NEW YORK (Reuters Breakingviews) - Wells Fargo shareholders have given Chief Executive Tim Sloan a welcome respite. Owners overwhelmingly backed executive pay and directors at the $256 billion bank’s at times ill-tempered annual meeting on Tuesday. It’s Sloan’s first good news after a slew of regulatory hits, including last week’s $1 billion fine from the Consumer Financial Protection Bureau.
The San Francisco-based bank took the event on the road this year, to Des Moines, Iowa. A number of its critics tagged along, haranguing Sloan and Chair Betsy Duke on a whole host of issues.
A grandmother who said she had been shot by a rubber bullet while protesting the Keystone pipeline attacked them for financing it.
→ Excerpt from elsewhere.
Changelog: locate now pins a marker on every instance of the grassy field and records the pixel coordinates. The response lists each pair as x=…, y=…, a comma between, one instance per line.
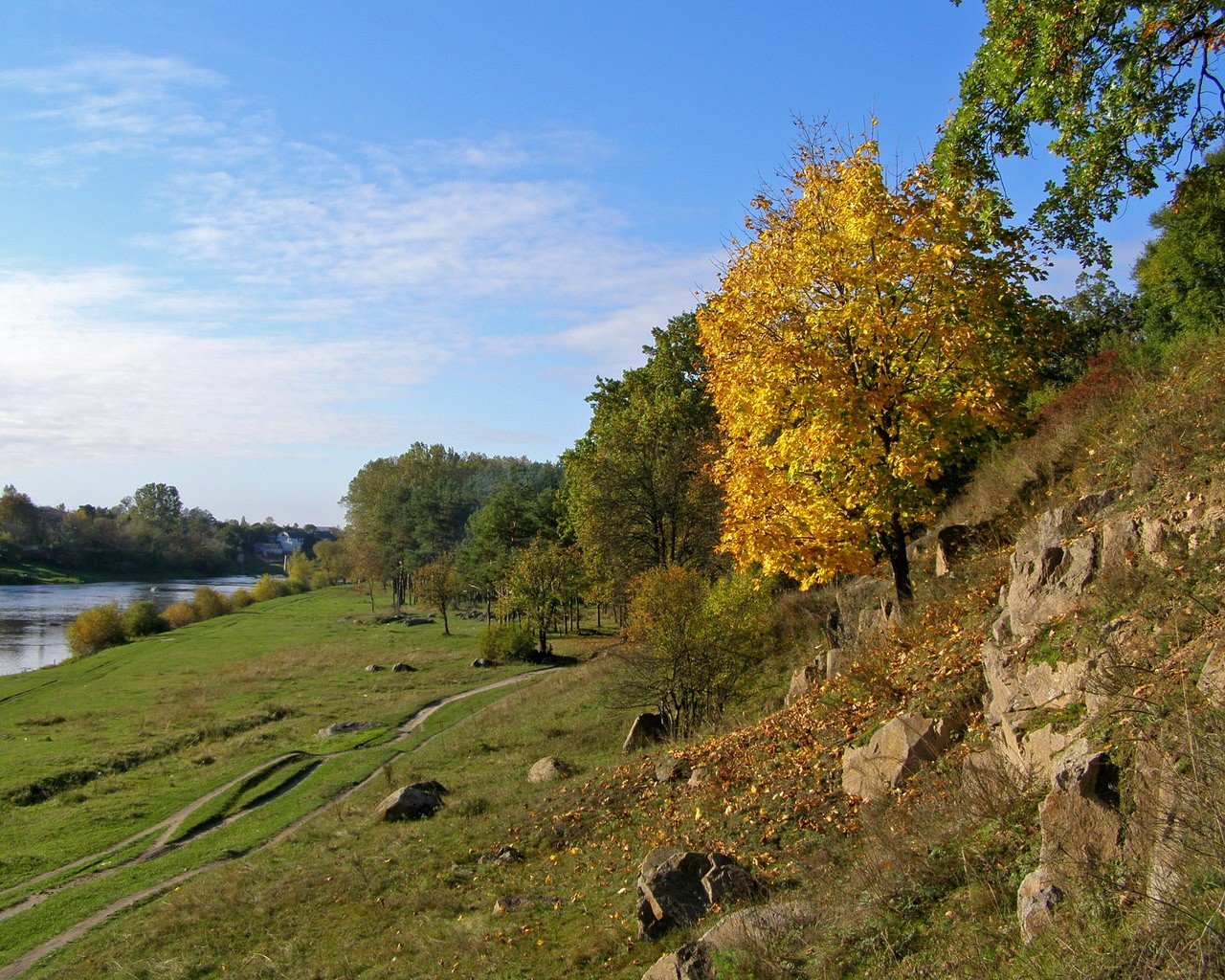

Sloan also had a testy exchange with a teacher protesting Wells’s role in financing companies that manufacture and sell assault rifles. And Californian State Treasurer John Chiang got in a couple of zingers to help his bid to become the Golden State’s governor this year. “Mr. Sloan is not draining the swamp,” he said. “He has become it.”
It was enough to briefly raise the possibility that Sloan might lose a vote at the two-and-a-half-hour meeting. But the ballots went his way, as did several other moments. Chief among these was Duke’s rebuttal to Chiang’s broadside. It drew some of the loudest applause of the day.
Duke deserves his thanks not just for that, but for her help since she was tapped to lead the board last summer. Since then, the former Federal Reserve governor has sounded out investors holding more than a third of the bank’s stock, helped revamp the board – including taking the blame on Tuesday for some of its shortcomings - and spearheading the creation of a stakeholder advisory council. Two of its members took the board to task at the meeting, albeit politely.
They chided the bank for not being regarded as a leader on issues like guns and livable wages. Standing out on such concerns, under the guise of corporate citizenship, is one of several targets Sloan has set for fixing Wells’s culture. He has also pledged to improve customer service, employee engagement and risk management. Achieving these goals, as well as improving the top and bottom lines, will be no easy task.